The team worked feverishly to meet the final design review in February and payload delivery early March. Zagrai and several students attended the launch at the N.M. Space port in late May.

The Space Grant Consortium and the rocket company engineers had given the Tech team very detailed specifications for height, weight and center of mass for their experiment. Each year, the Consortium permits students – from university level through middle schools – to send experiments into space. The flight included experiments from 26 middle schools, four high schools, New Mexico State University and New Mexico Tech. Details can be found at

“Three aspects distinguish the payload flown by New Mexico Tech,” Zagrai said. “A set of unique, never-flown-before, structural health monitoring experiments that will make contributions to both science and engineering, a payload design developed and implemented by mechanical engineering students, and in-house testing and assembly of the payload that, again, was done entirely by students. Consider, these aren’t NASA engineers. For students, real spacecraft payload design, testing, integration and successful launch is quite an accomplishment.”

Reiser said the team had to make several last minute adjustments as they realized that they had made miscalculations and needed to correct them.

The Tech team collaborated with engineers from Los Alamos National Laboratory and the Air Force Research Lab’s Space Vehicle Directorate at Kirtland Air Force Base. The Engineering Institute at Los Alamos National Laboratory provided hardware and software for electromechanical impedance measurements, which Tech students modified to enable experiments in space. Air Force engineers offered valuable advice on payload design and sensor shielding. Additional funding for the project was provided by the Air Force Office of Scientific Research and New Mexico Tech’s Aerospace Engineering program.

Zagrai, whose specialty is sensor systems and structural health monitoring, said this experiment will have broad-ranging application within the space flight industry. He pointed to a number of historic spacecraft failures as examples of the need to equip space vehicles with structural health monitoring systems.
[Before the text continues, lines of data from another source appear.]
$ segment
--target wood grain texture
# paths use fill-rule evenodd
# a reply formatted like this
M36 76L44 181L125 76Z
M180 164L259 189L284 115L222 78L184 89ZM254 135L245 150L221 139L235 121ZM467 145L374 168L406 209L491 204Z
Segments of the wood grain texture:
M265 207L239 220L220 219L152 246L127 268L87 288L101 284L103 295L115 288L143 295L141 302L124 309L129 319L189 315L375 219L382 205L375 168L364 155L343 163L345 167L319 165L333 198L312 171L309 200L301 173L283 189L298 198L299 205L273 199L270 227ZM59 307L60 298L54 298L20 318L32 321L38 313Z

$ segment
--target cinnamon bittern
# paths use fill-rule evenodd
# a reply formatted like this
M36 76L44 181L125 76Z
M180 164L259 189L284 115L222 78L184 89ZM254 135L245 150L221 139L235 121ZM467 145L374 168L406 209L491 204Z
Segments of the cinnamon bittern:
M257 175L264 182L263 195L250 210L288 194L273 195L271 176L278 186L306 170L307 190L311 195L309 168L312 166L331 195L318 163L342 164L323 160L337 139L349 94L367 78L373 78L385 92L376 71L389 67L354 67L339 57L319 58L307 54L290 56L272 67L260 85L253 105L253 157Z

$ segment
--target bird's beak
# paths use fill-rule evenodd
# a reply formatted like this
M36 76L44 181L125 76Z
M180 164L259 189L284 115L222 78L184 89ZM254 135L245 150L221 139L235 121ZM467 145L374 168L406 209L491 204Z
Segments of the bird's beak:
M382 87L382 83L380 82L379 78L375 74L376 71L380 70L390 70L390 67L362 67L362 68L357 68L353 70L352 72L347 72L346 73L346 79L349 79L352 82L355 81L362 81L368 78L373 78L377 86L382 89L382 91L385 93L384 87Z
“We could have structural sensors that tell you if a component was damaged during spacecraft assembly, delivery or launch” he said. “You could make a knowledgeable decision about launching that structural component and possibly avoiding major disaster during launch.

Zagrai used an analogy of an automobile. When a car starts breaking down, vehicle’s sensor system, the owner (or a mechanic) can examine the car for problems. With satellites, space telescopes, and other spaceships, in-orbit maintenance is typically cost-prohibitive.

“Space structures are different than submarines, planes, ships or cars,” Zagrai said. “After you launch, there’s no point of service. Now, we know we can monitor structures before and after the launch to assess spaceship craftsmanship and structural performance during space operation.”

Runnels said the team plans to publish in professional journals and present their findings at conferences, so they can share their results with other researchers.

“In previous papers, authors assumed what sensor behavior in space would look like,” Runnels said. “Now there is proof. We can tell that these sensors can detect the dynamics of components during flight.”